田淵貴大(医師・医学博士)

 アイコス(IQOS)やグロー(glo)プルームテック(Ploom TECH)といった加熱式タバコが日本で急速に普及してきている。しかし、加熱式タバコには発がん物質がない、とか、健康被害がない、というような誤った認識も聞こえてきている。

 本稿では、科学的根拠に基づき、①加熱式タバコによる健康被害はみなさんが予想しているよりかなり大きいと考えられること、②加熱式タバコの屋内での分煙を認めるべきではないと考えられることについて述べる。

 まず①の加熱式タバコによる健康被害は予想よりかなり大きいと考えられることについて説明しよう。

 加熱式タバコは、従来の紙巻きタバコのようにタバコ葉に直接火をつけるのではなく、タバコ葉に熱を加えてニコチンなどを含んだエアロゾル(蒸気)を発生させる。アイコスおよびグローは、タバコの葉を含むスティックを240~350℃に加熱し、ニコチンなどを含むエアロゾルを発生させ、吸引させる。

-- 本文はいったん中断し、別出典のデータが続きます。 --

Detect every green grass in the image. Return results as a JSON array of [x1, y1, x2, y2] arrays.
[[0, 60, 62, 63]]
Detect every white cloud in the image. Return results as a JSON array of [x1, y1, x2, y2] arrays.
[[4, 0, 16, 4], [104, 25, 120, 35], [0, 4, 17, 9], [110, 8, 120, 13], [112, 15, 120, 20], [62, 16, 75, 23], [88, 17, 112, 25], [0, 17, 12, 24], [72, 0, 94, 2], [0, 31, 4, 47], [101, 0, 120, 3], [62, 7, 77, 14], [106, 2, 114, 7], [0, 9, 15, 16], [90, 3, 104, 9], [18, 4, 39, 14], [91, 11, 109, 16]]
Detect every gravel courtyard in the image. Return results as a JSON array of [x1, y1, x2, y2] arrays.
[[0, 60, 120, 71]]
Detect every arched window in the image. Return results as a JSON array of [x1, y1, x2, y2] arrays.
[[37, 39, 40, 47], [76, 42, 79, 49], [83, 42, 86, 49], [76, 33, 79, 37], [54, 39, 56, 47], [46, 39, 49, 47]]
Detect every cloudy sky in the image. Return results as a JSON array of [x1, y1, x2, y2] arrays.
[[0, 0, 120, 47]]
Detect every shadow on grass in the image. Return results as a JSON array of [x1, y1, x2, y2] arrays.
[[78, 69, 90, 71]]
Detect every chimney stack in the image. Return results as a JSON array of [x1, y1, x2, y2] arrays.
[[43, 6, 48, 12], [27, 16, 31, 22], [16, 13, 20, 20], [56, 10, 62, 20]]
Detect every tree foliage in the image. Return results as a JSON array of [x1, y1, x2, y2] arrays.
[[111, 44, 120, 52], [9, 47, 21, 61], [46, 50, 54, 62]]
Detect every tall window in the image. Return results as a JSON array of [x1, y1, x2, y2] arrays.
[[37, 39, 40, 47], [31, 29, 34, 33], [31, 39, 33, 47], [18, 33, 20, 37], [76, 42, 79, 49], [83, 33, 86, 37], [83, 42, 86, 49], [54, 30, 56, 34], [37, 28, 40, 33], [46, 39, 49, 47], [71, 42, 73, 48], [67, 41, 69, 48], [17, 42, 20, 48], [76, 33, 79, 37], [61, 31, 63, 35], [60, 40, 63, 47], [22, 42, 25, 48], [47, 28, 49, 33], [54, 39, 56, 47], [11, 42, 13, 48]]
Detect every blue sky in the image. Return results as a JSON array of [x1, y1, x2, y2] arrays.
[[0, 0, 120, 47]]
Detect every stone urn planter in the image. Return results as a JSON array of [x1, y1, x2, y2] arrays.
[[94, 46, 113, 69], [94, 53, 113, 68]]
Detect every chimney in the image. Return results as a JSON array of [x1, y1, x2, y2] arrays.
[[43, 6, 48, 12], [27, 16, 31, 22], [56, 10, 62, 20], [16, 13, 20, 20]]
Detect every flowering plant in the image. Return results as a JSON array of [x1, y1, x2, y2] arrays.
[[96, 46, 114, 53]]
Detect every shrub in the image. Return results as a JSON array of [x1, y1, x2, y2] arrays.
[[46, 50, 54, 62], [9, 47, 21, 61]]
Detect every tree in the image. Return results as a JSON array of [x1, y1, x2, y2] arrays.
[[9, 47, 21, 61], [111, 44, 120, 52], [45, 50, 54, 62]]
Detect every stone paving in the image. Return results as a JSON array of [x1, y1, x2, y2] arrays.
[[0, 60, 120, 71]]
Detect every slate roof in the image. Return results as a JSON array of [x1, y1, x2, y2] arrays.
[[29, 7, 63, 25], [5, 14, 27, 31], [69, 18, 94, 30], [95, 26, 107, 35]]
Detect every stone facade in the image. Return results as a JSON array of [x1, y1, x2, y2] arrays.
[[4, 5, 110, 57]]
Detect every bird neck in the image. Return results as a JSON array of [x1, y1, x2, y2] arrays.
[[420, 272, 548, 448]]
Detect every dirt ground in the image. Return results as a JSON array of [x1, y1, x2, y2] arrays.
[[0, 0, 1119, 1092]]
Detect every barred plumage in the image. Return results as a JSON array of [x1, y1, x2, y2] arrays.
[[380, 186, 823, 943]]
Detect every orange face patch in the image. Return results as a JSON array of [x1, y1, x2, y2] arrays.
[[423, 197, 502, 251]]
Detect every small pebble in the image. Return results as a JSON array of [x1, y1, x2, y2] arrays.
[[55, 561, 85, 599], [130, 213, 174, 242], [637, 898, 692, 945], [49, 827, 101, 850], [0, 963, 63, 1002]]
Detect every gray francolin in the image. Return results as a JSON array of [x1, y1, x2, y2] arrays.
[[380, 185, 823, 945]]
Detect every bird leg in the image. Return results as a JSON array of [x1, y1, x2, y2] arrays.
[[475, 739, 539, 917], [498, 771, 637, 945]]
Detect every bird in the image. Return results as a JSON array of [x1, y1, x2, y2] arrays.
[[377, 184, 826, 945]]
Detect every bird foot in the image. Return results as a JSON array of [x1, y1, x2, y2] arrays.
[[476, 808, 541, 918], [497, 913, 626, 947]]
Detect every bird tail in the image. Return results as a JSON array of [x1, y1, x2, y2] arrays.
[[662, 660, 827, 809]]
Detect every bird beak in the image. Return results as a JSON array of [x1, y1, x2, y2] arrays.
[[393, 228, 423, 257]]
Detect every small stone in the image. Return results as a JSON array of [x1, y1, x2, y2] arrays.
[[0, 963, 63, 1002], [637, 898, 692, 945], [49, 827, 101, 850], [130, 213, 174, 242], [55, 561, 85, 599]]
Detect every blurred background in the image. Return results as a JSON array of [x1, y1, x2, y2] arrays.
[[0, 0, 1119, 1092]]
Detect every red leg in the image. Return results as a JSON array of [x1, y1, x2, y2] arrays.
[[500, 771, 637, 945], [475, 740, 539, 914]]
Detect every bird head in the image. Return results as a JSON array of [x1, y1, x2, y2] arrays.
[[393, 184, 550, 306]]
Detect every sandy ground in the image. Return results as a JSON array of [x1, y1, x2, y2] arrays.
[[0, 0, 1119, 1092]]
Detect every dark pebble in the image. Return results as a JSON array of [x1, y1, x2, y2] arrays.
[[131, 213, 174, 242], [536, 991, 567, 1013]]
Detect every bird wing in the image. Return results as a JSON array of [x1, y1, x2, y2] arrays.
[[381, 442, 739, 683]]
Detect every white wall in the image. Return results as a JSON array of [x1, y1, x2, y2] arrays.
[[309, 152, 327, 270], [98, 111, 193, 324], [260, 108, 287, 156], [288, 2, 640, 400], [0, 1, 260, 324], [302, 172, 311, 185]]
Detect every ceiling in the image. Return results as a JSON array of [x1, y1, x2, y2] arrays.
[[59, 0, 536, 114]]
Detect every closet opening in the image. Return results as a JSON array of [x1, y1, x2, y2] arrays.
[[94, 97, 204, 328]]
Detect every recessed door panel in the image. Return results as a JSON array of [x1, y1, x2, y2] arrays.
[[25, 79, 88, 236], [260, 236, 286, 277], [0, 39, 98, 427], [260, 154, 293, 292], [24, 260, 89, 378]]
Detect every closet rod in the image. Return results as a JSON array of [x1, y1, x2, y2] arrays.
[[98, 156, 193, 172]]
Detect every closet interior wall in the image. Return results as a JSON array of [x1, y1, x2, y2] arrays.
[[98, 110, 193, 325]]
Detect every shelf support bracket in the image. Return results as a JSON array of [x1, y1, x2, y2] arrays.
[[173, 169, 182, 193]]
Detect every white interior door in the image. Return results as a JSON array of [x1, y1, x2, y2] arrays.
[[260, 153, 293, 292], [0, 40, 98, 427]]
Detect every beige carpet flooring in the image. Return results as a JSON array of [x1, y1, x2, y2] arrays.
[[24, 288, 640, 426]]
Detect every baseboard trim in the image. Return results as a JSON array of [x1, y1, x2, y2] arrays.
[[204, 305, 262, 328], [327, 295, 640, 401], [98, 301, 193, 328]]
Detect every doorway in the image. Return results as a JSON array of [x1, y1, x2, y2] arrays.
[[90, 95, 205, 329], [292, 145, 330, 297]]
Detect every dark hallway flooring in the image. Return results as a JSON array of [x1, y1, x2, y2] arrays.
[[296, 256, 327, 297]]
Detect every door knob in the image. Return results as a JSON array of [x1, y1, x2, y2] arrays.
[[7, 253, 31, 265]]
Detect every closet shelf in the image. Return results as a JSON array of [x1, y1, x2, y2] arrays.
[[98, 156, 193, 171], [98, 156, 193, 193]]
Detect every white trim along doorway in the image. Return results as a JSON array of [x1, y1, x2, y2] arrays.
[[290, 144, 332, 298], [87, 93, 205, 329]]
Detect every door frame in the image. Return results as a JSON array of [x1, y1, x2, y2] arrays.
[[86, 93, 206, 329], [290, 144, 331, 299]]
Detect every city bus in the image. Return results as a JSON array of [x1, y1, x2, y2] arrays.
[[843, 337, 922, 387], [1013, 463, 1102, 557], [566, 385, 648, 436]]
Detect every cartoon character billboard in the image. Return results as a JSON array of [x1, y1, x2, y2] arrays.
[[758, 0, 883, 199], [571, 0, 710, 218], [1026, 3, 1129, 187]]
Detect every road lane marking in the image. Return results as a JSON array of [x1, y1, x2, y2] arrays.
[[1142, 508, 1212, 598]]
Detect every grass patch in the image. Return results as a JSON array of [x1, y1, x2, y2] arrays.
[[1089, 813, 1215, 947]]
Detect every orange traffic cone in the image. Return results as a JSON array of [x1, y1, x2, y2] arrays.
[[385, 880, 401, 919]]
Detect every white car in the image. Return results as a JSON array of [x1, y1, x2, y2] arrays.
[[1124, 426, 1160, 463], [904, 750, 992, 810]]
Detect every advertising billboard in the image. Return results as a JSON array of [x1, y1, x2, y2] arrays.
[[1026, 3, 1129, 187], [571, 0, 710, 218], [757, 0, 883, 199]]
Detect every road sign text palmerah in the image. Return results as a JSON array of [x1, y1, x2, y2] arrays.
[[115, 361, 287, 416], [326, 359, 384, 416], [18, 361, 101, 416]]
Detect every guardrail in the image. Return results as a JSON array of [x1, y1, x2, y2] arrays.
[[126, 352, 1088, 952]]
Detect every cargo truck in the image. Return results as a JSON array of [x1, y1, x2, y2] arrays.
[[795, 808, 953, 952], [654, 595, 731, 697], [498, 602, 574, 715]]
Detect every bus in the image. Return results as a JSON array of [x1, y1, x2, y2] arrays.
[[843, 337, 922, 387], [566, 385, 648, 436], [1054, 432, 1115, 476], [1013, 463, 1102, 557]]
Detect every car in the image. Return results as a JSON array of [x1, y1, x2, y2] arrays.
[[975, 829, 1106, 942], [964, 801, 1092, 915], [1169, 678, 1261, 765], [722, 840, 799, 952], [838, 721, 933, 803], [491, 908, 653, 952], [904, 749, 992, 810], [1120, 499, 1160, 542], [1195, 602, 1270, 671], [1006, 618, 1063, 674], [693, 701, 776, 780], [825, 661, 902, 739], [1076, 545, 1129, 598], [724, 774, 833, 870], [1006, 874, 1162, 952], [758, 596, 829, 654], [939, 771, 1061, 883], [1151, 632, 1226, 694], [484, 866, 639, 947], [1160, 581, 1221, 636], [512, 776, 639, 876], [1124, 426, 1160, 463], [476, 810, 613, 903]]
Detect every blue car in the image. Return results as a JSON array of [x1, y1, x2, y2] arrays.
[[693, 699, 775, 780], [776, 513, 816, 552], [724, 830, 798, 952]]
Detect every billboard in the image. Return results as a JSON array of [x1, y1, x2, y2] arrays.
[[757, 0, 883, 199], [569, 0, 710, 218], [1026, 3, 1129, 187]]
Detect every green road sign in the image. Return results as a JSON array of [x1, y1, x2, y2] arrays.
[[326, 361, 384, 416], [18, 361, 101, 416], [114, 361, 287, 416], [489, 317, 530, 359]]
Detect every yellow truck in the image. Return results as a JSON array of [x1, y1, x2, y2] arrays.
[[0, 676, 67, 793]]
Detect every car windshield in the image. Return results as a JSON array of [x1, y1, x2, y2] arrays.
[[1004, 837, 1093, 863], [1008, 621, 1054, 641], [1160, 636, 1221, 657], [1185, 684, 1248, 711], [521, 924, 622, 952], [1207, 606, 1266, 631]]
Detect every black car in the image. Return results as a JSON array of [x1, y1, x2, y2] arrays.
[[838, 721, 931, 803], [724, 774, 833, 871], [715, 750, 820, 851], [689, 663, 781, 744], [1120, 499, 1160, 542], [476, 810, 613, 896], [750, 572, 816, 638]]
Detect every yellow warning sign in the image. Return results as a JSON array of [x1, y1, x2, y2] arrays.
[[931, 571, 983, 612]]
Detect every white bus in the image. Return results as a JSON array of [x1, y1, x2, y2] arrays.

 一方、プルームテックは粉末状のタバコ葉を含むカプセルに、食品添加物、医薬品などに幅広く使われているグリセロールやプロピレングリコールなどを含む溶液を加熱して発生させたエアロゾルを通し、ニコチンなどを吸引させる仕組みとなっている。プルームテックはいわゆる電子タバコとよく似た構造だ。加熱式タバコで使用されるスティックおよびカプセルには、いずれもタバコ葉が使用されており、「たばこ事業法」におけるパイプタバコに分類されている。
JTの加熱式たばこ「プルーム・テック」
JTの加熱式たばこ「プルーム・テック」
 加熱式タバコから発生するエアロゾルは、単なる水蒸気ではない。加熱式タバコを使用した場合のニコチン摂取量は、従来の紙巻きタバコと比べほぼ同等かやや少ない程度である。

 発がん性物質であるニトロソアミンは、紙巻きタバコと比較すれば10分の1程度と少ないものの、この量が化粧品などの商品から検出されれば即座に回収・大問題となるレベルだ。

 成分分析の結果をみると、紙巻きタバコと同様にホルムアルデヒド、アセトアルデヒドやアクロレインなど多くの種類の発がん性物質や有害物質が加熱式タバコのエアロゾルから検出されている。

 タバコ会社は加熱式タバコの有害物質が10分の1だと積極的に広告宣伝しているが、物質によってはそこまで減っていないものもあり、独立した機関によるさらなる研究が求められる。日本の独立機関から、加熱式タバコではプロピレングリコールやグリセロールが高濃度に発生し、その他の有害物質と合わせて総発生化学物質量としては紙巻きタバコと同等だとする報告もある。